TThe genome acts as a blueprint for the body, influencing everything from the shape of the face to the arches of the feet and even the development of certain diseases. Some diseases, such as cystic fibrosis, are linked to a single gene and can be reliably predicted based on an individual’s genetic data, while others, such as autism spectrum disorders, Alzheimer’s disease, depression, and obesity, Many other diseases are not like that.

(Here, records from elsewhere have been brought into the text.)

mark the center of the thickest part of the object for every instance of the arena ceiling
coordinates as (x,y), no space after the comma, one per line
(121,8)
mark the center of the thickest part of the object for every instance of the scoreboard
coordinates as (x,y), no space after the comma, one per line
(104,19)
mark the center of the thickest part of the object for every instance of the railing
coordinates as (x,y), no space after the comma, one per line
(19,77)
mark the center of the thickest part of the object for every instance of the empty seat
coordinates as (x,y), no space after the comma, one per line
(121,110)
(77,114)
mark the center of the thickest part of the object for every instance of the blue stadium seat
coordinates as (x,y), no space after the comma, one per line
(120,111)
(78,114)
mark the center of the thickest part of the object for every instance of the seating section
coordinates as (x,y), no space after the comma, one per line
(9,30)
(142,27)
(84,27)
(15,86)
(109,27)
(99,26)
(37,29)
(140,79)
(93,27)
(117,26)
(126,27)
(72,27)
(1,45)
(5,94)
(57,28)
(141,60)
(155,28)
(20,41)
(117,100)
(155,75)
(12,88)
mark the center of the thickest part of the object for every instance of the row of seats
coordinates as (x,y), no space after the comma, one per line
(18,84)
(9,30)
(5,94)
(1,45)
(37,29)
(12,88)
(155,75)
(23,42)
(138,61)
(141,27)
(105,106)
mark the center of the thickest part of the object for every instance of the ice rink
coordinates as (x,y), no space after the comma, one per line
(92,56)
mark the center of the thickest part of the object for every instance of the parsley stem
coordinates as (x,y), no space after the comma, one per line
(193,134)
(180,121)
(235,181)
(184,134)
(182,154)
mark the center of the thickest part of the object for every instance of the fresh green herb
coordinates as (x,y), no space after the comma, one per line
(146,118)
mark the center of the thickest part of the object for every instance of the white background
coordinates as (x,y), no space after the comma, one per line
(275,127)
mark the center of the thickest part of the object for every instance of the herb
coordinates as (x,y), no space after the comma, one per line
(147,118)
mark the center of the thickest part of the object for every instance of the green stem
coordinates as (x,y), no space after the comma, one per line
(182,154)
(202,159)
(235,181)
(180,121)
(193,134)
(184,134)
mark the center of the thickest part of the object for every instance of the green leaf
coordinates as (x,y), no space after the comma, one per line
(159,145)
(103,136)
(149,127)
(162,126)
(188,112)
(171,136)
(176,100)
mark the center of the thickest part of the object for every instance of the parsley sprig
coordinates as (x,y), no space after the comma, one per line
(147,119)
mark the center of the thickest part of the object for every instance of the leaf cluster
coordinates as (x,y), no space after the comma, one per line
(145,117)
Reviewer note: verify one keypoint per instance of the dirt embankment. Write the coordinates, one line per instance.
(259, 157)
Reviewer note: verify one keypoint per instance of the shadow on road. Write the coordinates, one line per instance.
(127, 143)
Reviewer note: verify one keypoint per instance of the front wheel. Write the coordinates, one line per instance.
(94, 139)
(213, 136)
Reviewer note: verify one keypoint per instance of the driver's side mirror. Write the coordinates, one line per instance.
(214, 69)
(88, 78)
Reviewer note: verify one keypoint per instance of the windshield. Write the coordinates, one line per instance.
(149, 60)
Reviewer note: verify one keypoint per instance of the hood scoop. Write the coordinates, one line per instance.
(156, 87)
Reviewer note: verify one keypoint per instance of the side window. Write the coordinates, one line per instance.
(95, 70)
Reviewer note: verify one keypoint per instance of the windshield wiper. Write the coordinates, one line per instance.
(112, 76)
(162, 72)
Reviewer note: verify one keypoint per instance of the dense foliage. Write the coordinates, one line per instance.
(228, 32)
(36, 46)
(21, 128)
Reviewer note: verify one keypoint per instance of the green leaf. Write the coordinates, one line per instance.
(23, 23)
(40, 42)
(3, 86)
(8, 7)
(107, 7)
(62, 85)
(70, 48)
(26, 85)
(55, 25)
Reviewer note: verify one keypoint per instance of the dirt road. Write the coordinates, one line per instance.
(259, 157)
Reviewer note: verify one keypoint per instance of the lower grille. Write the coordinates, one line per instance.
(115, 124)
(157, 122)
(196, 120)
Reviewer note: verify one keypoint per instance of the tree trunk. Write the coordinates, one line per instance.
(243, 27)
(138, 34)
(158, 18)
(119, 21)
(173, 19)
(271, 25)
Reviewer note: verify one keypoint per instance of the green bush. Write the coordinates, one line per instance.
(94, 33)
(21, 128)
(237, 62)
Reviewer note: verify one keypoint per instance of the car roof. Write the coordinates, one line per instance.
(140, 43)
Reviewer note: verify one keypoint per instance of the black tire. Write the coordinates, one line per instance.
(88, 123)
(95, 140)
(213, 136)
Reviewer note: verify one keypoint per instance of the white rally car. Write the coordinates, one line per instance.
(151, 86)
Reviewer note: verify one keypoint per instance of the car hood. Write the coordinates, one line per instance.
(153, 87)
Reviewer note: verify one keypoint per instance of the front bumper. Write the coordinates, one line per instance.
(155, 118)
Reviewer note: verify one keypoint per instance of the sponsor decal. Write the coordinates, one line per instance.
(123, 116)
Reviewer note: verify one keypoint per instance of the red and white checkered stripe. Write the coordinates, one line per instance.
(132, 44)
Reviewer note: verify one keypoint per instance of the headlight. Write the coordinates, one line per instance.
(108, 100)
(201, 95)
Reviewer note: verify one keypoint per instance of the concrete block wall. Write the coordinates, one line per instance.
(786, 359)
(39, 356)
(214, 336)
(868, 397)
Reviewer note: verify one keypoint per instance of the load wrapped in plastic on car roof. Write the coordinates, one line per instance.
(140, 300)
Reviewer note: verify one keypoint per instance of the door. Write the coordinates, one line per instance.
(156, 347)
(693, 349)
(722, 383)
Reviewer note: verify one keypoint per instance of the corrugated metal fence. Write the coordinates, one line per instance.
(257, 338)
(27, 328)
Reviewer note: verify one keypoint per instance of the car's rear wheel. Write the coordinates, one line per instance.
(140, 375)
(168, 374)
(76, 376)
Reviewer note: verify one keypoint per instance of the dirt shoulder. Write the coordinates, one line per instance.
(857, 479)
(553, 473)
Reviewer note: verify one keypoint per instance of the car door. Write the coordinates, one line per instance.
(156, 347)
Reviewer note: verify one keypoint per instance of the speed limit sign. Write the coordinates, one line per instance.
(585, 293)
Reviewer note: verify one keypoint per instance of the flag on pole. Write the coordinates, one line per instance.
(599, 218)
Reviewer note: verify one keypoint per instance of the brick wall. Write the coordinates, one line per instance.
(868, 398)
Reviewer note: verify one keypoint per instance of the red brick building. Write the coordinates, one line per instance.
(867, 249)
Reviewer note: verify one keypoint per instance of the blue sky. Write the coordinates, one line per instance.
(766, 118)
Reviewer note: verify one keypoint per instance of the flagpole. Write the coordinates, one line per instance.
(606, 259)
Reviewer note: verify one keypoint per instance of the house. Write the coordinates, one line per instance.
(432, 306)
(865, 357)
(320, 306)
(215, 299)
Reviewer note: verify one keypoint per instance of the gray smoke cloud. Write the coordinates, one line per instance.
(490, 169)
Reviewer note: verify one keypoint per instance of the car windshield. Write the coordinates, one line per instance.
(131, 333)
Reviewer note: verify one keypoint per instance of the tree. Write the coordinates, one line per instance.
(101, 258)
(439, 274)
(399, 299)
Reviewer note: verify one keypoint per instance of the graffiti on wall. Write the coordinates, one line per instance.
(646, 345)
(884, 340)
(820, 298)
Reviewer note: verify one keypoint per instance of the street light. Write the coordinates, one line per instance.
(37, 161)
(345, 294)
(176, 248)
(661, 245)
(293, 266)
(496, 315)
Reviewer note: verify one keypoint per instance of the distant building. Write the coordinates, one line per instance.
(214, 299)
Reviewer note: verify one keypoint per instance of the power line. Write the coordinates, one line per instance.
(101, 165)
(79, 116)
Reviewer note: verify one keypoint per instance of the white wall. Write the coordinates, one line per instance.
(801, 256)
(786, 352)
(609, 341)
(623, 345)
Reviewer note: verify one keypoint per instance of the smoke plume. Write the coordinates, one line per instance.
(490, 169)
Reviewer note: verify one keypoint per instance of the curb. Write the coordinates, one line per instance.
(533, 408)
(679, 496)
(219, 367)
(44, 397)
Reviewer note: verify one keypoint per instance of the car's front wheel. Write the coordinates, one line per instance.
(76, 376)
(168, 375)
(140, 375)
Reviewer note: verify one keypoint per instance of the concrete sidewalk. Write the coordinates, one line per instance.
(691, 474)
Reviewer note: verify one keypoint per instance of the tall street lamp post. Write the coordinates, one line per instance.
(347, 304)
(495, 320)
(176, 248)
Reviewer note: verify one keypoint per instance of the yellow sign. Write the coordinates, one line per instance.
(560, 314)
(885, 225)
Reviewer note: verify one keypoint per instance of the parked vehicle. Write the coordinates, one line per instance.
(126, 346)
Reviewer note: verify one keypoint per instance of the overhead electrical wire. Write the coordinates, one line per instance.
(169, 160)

Over the past 15 years, scientists have Genome-wide association research (GWAS) compares the genomes of large groups of people to identify hundreds of thousands of genetic variations associated with traits and diseases.1 This method has helped scientists unravel the biology and risk factors underlying complex diseases, and has also led to the discovery of new drug targets. Despite these advances, GWAS research has limitations, which scientists have attempted to address with the help of artificial intelligence (AI). however, two studies Published in natural geneticsresearchers at the University of Wisconsin-Madison have determined that widespread prejudice These new approaches may be introduced when working with large but incomplete datasets.2, 3
GWAS relies on large biobanks with extensive patient data. However, these repositories may be missing something, from blood reports, scans, and patient medical history to family data. Even with a thorough study, challenges such as a lack of data on late-onset disease in cohorts of young participants can seriously hamper researchers’ plans.
To address the data gap, scientists have developed two approaches. It is GWAS-by-proxy (GWAX), which relies on machine learning and family history data as predictors of late-onset disease. Many researchers combine GWAS and GWAX to improve the statistical power of predictions. But a team of researchers at the University of Wisconsin-Madison has found that these “solutions” can incorrectly link genetic mutations to disease.
“Leveraging advances in machine learning has become very popular in recent years, so researchers are using these advanced machines to predict complex traits and disease risk even with limited data. We can now use learning AI models,” he said. Lu Qiongshiis a biostatistician at the University of Wisconsin-Madison and co-author of the study. press release.
Using AI-assisted GWAS, Lu and his colleagues found a spurious association between genetic variants and type II diabetes. For example, four genetic variants were highly correlated with disease in AI-assisted GWAS, but not when using traditional GWAS approaches. However, previous studies have shown that although these genes act on cellular pathways indirectly related to blood sugar levels, they do not have a strong effect on blood sugar levels.
In cohorts where all samples have genetic data but only some have the required phenotypic data, an AI-assisted GWAS algorithm attempts to fill in the gaps based on learned patterns. However, without knowledge of physiological complexity, this approach can lead researchers down the wrong path.
“The problem is that if we trust the risk of diabetes predicted by machine learning as the actual risk, all these genetic variations are correlated with actual diabetes, even though they are not. It makes you think about it,” Lu said.
There are also problems with filling holes in data banks with proxies. For example, when analyzing the correlation between multiple traits and the risk of developing Alzheimer’s disease, Lu observed discrepancies with GWAS results based on real-world data. The main discrepancy was the association between educational attainment and risk of Alzheimer’s disease. Multiple groups have reported an inverse association between these variables, and this finding is supported by GWAS. However, Lu observed a positive correlation when using the GWAX approach. Additionally, the surrogate information approach was unable to demonstrate an association between illness and subsequent cognitive decline, unlike previous data and GWAS findings.
The research team proposed a new statistical method that researchers can use to correct for these biases and increase the reliability of their research results. They call on the research community to report findings transparently and to adopt a more rigorous and cautious outlook when drawing conclusions from these methods.
“Our group’s recent work provides a humbling example and highlights the importance of statistical rigor in biobank-scale research studies,” Lu said.